Pick one spelling per project and stick with it. Mixing the two within one codebase doesn't break anything but makes code review harder. Most tidyverse codebases use summarise; many enterprise R codebases use summarize.

RInteractive R
# Tidyverse style guide example: df |> group_by(category) |> summarise( n = n(), revenue = sum(amount), avg = mean(amount), .groups = "drop" )

  

The lintr / styler tools generally don't enforce one spelling over the other.

Common pitfalls

Pitfall 1: searching code with the wrong spelling. If you search for summarise and the codebase uses summarize, you miss results. Use a regex search: summari[sz]e.

Pitfall 2: editor autocompletion lock-in. Some IDEs autocomplete one spelling but not the other depending on which you type first. Be deliberate.

Warning
summarise and summarize BOTH have a .by argument in dplyr 1.1+. Don't assume only one supports the modern features. They are exact aliases.

Try it yourself

Try it: Compute mean mpg per cyl using BOTH summarise and summarize, then verify the results are identical. Save to ex_check.

RYour turn: verify aliasing
ex_a <- mtcars |> group_by(cyl) |> summarise(avg = mean(mpg)) ex_b <- mtcars |> group_by(cyl) |> summarize(avg = mean(mpg)) ex_check <- # your code here ex_check #> Expected: TRUE

  
Click to reveal solution
RSolution
ex_check <- identical(ex_a, ex_b) ex_check #> [1] TRUE

  

Explanation: Both spellings produce byte-identical results.

After mastering both spellings, look at:

  • reframe(): variable-row-output cousin (1.1+)
  • mutate(): per-row transformation
  • group_by(): grouping context
  • .by: scoped grouping (1.1+)
  • count(): shortcut for group_by + summarise(n = n())

For most workflows, summarise/summarize is the workhorse, pick one and use it consistently.

Why dplyr supports both spellings

Hadley Wickham (dplyr's author) is from New Zealand and uses British spelling.

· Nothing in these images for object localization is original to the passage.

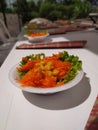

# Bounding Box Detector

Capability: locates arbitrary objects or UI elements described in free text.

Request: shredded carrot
[28,32,47,37]
[17,53,72,88]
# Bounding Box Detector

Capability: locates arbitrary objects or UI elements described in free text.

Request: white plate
[24,33,49,42]
[9,64,84,94]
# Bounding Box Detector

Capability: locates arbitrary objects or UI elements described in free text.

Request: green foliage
[13,0,30,24]
[39,2,55,18]
[36,0,43,12]
[59,51,82,82]
[73,0,92,19]
[48,10,62,20]
[44,0,57,4]
[0,0,7,10]
[1,0,93,24]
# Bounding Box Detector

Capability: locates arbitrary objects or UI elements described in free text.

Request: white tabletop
[0,33,98,130]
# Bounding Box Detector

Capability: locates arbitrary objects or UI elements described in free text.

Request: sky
[6,0,38,4]
[6,0,15,5]
[6,0,39,6]
[6,0,15,4]
[6,0,98,6]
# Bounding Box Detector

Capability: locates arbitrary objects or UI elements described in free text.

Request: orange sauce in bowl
[28,32,47,37]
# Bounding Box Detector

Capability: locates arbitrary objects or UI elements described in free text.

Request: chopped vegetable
[16,51,82,88]
[28,32,47,37]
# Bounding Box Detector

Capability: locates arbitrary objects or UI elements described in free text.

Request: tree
[44,0,57,4]
[61,0,74,5]
[87,0,98,5]
[39,2,55,19]
[27,0,39,18]
[71,0,92,19]
[37,0,44,11]
[28,0,36,11]
[0,0,7,27]
[13,0,30,24]
[12,0,93,23]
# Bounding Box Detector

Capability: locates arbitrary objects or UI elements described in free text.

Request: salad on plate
[16,51,83,88]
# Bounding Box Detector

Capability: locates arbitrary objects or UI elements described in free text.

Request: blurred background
[0,0,98,37]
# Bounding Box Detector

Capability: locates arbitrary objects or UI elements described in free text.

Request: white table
[0,33,98,130]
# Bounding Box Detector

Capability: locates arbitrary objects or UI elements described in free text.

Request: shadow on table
[22,73,91,110]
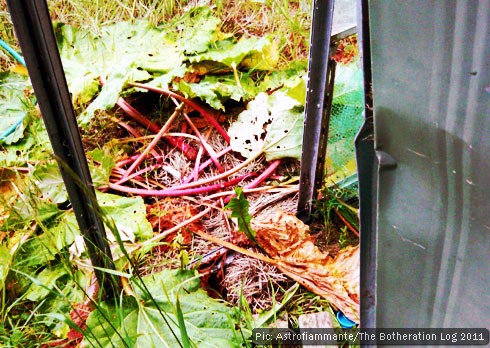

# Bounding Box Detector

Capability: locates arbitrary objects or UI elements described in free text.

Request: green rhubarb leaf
[189,36,274,70]
[179,7,222,54]
[283,73,308,105]
[21,192,152,263]
[240,38,279,70]
[228,92,304,160]
[225,187,256,244]
[0,72,34,145]
[38,212,80,259]
[22,162,150,242]
[78,59,152,125]
[177,79,225,110]
[87,148,116,186]
[0,116,52,167]
[33,163,68,204]
[20,263,89,337]
[97,192,153,242]
[176,73,258,110]
[83,269,245,347]
[259,60,308,93]
[2,197,60,234]
[25,264,68,301]
[146,65,187,89]
[56,21,182,125]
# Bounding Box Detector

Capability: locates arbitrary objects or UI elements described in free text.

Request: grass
[309,183,359,254]
[0,0,361,346]
[0,0,311,71]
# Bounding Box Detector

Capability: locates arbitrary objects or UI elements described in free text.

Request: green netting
[325,63,364,186]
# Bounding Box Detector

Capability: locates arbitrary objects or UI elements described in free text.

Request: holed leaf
[0,115,52,167]
[86,148,116,187]
[33,163,68,204]
[178,7,223,54]
[0,72,33,145]
[228,92,304,160]
[55,21,182,125]
[83,269,245,347]
[97,192,153,242]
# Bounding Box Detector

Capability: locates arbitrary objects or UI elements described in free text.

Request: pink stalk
[121,162,162,183]
[117,97,197,160]
[244,159,281,190]
[116,154,168,168]
[99,76,196,160]
[129,82,230,143]
[192,146,204,182]
[116,120,160,159]
[120,103,184,181]
[182,146,232,184]
[111,170,145,183]
[107,173,253,197]
[117,98,160,133]
[116,155,140,168]
[222,159,281,204]
[182,112,224,173]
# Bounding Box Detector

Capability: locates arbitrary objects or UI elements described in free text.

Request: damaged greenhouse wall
[367,0,489,327]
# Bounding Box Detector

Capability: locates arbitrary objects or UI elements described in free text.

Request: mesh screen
[325,63,364,186]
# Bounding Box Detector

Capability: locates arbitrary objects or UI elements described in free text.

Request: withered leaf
[253,210,359,323]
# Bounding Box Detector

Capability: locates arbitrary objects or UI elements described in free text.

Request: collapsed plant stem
[116,97,198,160]
[192,226,277,265]
[182,146,232,184]
[119,103,184,182]
[192,145,204,182]
[114,118,160,159]
[172,152,262,191]
[223,159,281,204]
[134,207,213,252]
[244,160,281,190]
[107,173,254,197]
[129,82,230,143]
[205,185,298,201]
[182,110,224,173]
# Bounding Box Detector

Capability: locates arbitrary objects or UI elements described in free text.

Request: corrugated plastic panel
[367,0,489,327]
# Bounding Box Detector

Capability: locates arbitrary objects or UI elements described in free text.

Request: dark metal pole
[6,0,119,299]
[297,0,336,219]
[356,0,377,330]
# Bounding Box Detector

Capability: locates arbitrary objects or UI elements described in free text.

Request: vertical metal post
[6,0,119,298]
[355,0,377,330]
[297,0,336,219]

US users repeatedly asked for the American spelling. Adding both as aliases satisfies both camps with zero behavioral cost. This is a small but representative example of the tidyverse's openness to multiple regional preferences (the same pattern applies to colour/color in ggplot2).

FAQ

Is summarize the same as summarise in dplyr?

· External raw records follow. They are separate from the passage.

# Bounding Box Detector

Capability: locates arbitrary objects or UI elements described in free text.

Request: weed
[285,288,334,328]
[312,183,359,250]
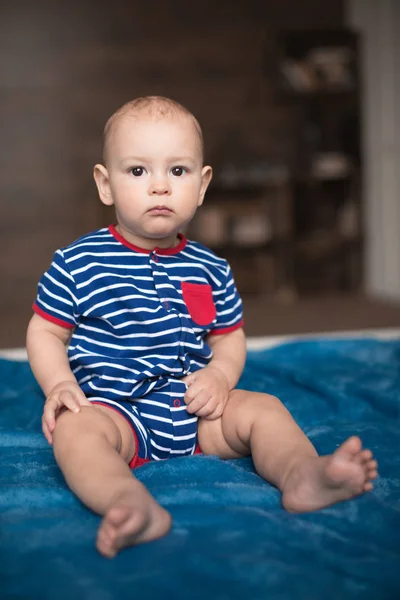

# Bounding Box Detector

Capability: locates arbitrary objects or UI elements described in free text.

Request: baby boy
[26,96,378,558]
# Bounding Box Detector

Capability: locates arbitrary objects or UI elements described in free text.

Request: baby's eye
[171,166,187,177]
[130,167,146,177]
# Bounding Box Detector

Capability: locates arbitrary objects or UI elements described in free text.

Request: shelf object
[279,29,358,95]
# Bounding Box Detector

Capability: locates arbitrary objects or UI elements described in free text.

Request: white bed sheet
[1,327,399,361]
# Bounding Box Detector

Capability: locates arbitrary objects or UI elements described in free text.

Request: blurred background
[1,0,400,347]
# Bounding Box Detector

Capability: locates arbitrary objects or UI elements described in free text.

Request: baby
[26,96,378,559]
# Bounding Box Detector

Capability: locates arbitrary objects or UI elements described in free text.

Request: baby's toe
[360,449,373,462]
[106,506,126,526]
[343,436,363,458]
[98,524,114,546]
[97,533,116,558]
[367,459,378,470]
[98,519,116,541]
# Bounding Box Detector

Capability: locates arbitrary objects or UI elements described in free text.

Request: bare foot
[281,436,378,513]
[96,491,172,558]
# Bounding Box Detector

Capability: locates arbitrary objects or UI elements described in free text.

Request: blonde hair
[102,96,204,164]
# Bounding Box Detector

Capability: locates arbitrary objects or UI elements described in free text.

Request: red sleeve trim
[208,319,244,336]
[33,303,75,329]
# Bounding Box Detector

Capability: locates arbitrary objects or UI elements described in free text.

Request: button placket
[150,255,186,374]
[151,256,175,314]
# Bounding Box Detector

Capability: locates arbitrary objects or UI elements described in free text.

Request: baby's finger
[195,398,219,418]
[42,416,53,445]
[77,391,92,407]
[184,382,203,404]
[186,390,211,414]
[59,390,81,413]
[182,373,196,387]
[43,401,57,433]
[203,403,224,421]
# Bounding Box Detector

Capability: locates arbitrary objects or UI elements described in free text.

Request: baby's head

Yes. They are exact aliases. identical(dplyr::summarise, dplyr::summarize) returns TRUE.

Which spelling should I use?

Personal preference. The tidyverse style guide uses summarise (British). American developers often prefer summarize. Pick one and be consistent within a project.

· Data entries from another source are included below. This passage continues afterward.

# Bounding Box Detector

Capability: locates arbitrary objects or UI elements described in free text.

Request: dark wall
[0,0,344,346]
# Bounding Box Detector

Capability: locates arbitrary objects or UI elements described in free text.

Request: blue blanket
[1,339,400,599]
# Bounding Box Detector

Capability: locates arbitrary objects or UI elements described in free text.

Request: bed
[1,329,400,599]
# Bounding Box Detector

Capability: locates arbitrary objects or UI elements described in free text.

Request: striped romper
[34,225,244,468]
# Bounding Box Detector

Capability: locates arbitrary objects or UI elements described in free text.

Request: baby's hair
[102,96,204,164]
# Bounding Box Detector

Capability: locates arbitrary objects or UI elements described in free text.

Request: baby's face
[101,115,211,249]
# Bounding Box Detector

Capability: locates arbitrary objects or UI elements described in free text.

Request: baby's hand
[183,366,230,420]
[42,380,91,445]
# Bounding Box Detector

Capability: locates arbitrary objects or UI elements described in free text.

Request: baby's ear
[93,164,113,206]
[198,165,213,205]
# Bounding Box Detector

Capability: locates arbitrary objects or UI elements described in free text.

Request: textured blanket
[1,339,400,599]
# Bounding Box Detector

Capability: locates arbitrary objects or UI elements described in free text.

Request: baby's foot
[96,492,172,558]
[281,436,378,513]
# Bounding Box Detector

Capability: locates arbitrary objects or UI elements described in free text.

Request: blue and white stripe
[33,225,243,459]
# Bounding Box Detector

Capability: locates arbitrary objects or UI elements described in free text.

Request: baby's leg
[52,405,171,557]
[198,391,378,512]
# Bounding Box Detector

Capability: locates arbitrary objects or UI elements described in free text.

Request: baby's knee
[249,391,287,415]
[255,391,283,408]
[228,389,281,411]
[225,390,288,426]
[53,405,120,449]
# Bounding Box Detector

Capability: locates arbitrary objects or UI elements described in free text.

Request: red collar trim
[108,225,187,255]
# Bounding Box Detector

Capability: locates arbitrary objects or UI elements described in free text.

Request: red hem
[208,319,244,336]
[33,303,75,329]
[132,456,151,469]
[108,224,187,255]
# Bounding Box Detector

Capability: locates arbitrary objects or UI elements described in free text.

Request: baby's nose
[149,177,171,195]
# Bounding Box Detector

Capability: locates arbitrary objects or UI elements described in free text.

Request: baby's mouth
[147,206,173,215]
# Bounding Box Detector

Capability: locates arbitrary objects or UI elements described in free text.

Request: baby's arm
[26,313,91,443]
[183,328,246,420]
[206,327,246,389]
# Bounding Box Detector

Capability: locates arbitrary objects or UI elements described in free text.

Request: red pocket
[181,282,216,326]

Does the dplyr documentation use summarise or summarize?

Both. The official dplyr help pages document summarise first with summarize listed as an alias.

Can I mix both spellings in the same script?

Yes, technically, but it's bad style. Mixing harms readability without any benefit. Pick one.

Do other dplyr verbs have American spellings?

Mostly no. summarise/summarize is the main aliased pair. Other functions like select, mutate, filter have only one spelling each.